By Garry Bartecki
Contributing Writer
Okay, so you heard the entire debate about the economic bailout plan (officially known as the Emergency Economic Stabilization Act), and are aware of all the deals made beforehand with AIG and some of the investment banks. You also heard that this fix was required to shore up the banks and get the credit markets moving again. Hearing that, youre probably thinking all will be right with the world now, and you can ignore last months column about tight credit markets.
Not gonna happen...
After President Bush signed the bill and I had a chance to listen to various experts, I went back to Ken Hedlund and Robert Frentzel, contributors to last months column, for their insight. Unfortunately, no matter who you talk to, it will take time to get the changes in the bill through the system; in the meantime, credit is going to be tougher to get than it was before things hit the fan. So, pretty much what we suggested last month is still on the table. Things may be a little better, but not to the point where credit will be easy to get.

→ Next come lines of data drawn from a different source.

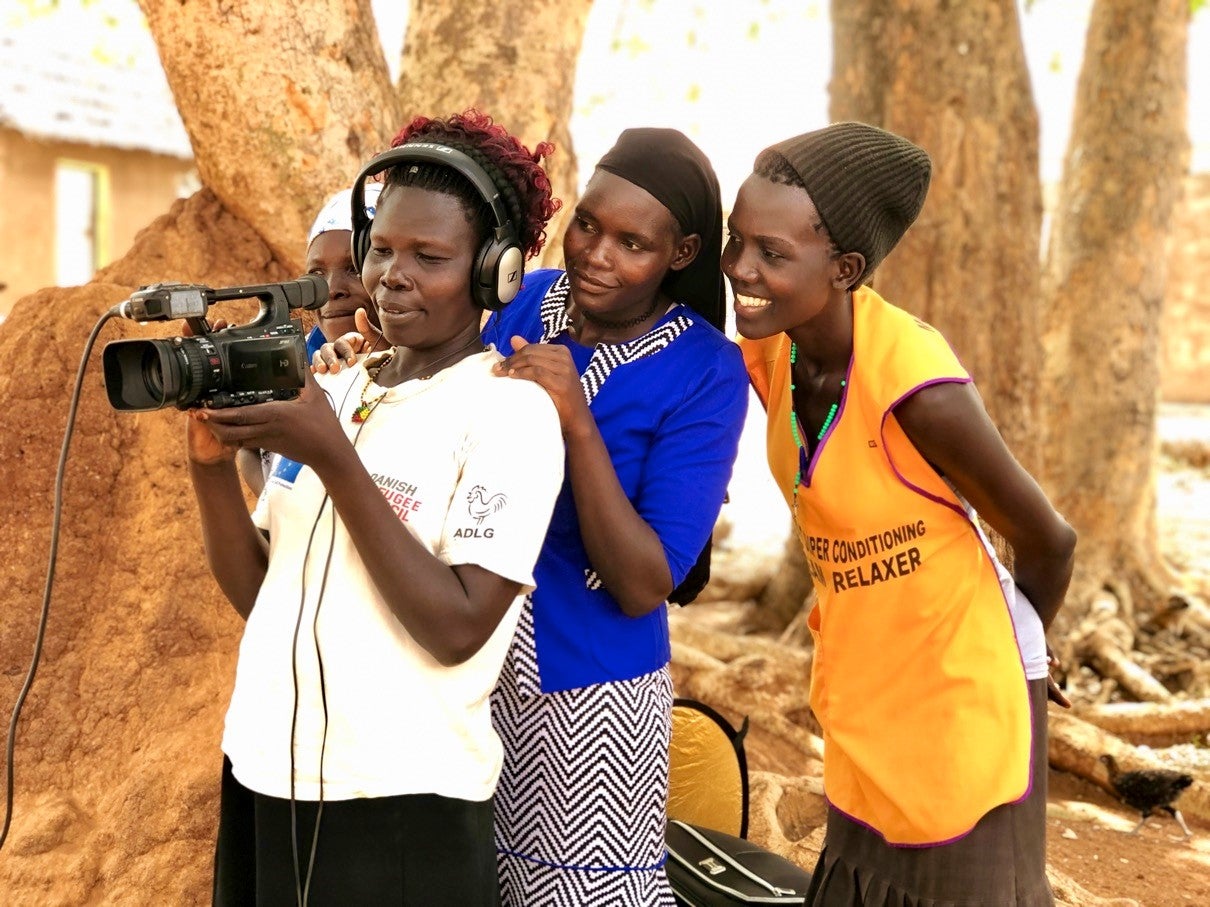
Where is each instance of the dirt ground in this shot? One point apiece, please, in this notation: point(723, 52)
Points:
point(1088, 838)
point(1088, 835)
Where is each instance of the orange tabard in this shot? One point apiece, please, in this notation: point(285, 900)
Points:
point(917, 680)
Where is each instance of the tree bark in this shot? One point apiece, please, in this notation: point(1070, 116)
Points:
point(117, 751)
point(1104, 287)
point(952, 79)
point(281, 110)
point(788, 589)
point(1147, 721)
point(514, 59)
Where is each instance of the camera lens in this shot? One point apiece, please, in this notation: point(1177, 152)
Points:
point(144, 375)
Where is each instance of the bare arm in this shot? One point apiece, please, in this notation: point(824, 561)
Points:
point(950, 427)
point(624, 550)
point(449, 611)
point(235, 550)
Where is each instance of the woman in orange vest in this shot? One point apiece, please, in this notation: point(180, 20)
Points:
point(931, 668)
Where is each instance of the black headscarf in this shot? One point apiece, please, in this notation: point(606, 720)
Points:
point(673, 169)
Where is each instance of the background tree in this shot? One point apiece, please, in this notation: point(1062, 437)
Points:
point(280, 109)
point(1105, 281)
point(117, 760)
point(952, 78)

Uncertainty in real estate lingers on
Banks are still nervous. They are still hesitant to loan funds to each other. The Federal transactions will take some time to complete, which will push out the recovery time. And like it or not, real estate and thus construction will not be high on any banks list when they sit down to discuss what markets to hit going forward.
Banks will also be more cautious with their lending policies. They will be pushing a de-leveraging model, which will require more collateral and less debt to avoid over-extending themselves based on conservative lending standards.
A recent survey of real estate executives suggests the majority are writing off 2009, with 92% of respondents holding a bearish outlook for the next 12 months. Of this group, 62% believe it will be 2010 before the real estate market stabilizes, with another 22% thinking it will be 2011. The multi-family housing market holds some 12-month potential, with the single-family market pushed out to 2010 and 2011.